So don't forget to make your rates — and preferably also your presentation (business cards, website, brochures, online profiles) — reflect the natural progress of your skill and reputation.
If you agree with me at this point, you might as well finish reading here. If you aren't sure, stay on.
Q: But I work so closely with them. I get feedback on all of my translations. I'm required to be available on the phone, sometimes 24/7. I go beyond just translating and always keep their business goals in mind. I know them inside out. I'm a veteran. I'm more of an insider than any new meat with a salaried position. I'm an employee in all but name.
A: Nope, that's not the only difference, You aren't on their promotion track simply because you aren't part of the organization, no matter how closely you collaborate. You can't get promoted if you don't have a rank to begin with. Same goes for a raise.
No, it's not unfair to 'renegotiate'. It would be if you had a fixed-term contract with guaranteed fixed rates, then it would be unfair and illegal to push for a change without their consent. Or a large raise half a year into a long-term (indefinite) contract, that could be bait and switch. But to expect to always pay the same fees the same service would not be reasonable.

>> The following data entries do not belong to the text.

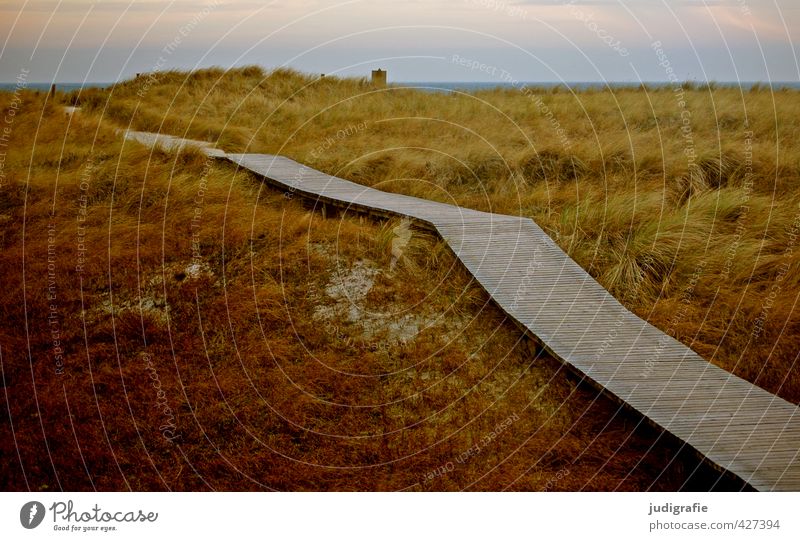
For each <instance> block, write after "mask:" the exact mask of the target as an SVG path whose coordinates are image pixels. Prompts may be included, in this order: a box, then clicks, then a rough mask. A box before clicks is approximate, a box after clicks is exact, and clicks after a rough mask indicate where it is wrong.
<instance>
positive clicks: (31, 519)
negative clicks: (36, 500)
mask: <svg viewBox="0 0 800 541" xmlns="http://www.w3.org/2000/svg"><path fill="white" fill-rule="evenodd" d="M43 520H44V505H42V503H41V502H37V501H33V502H28V503H26V504H25V505H23V506H22V509H20V510H19V521H20V523H21V524H22V527H23V528H27V529H28V530H32V529H34V528H35V527H37V526H38V525H39V524H41V523H42V521H43Z"/></svg>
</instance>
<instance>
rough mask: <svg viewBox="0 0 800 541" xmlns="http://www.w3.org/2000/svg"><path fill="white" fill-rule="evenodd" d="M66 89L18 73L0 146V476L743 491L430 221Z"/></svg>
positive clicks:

Oh sure, some of them will act surprised or hurt or wronged or whatever, but do you expect bread to cost exactly the same day after day for 10 years? Or electricity? Or whatever newspaper you read?
But it's not just inflation.
Remember that while you never get a formal promotion, that's simply because there is nobody to give you one, and hence there isn't any formal process for it, either. But that doesn't mean you don't deserve a raise, and not just because of longevity.
Unlike what agencies may think, career progress is about making more than you did last year or five years ago, not about creating an irresistible price deal for your clients and embracing poverty while translating multi-million-dollar contracts and presentations.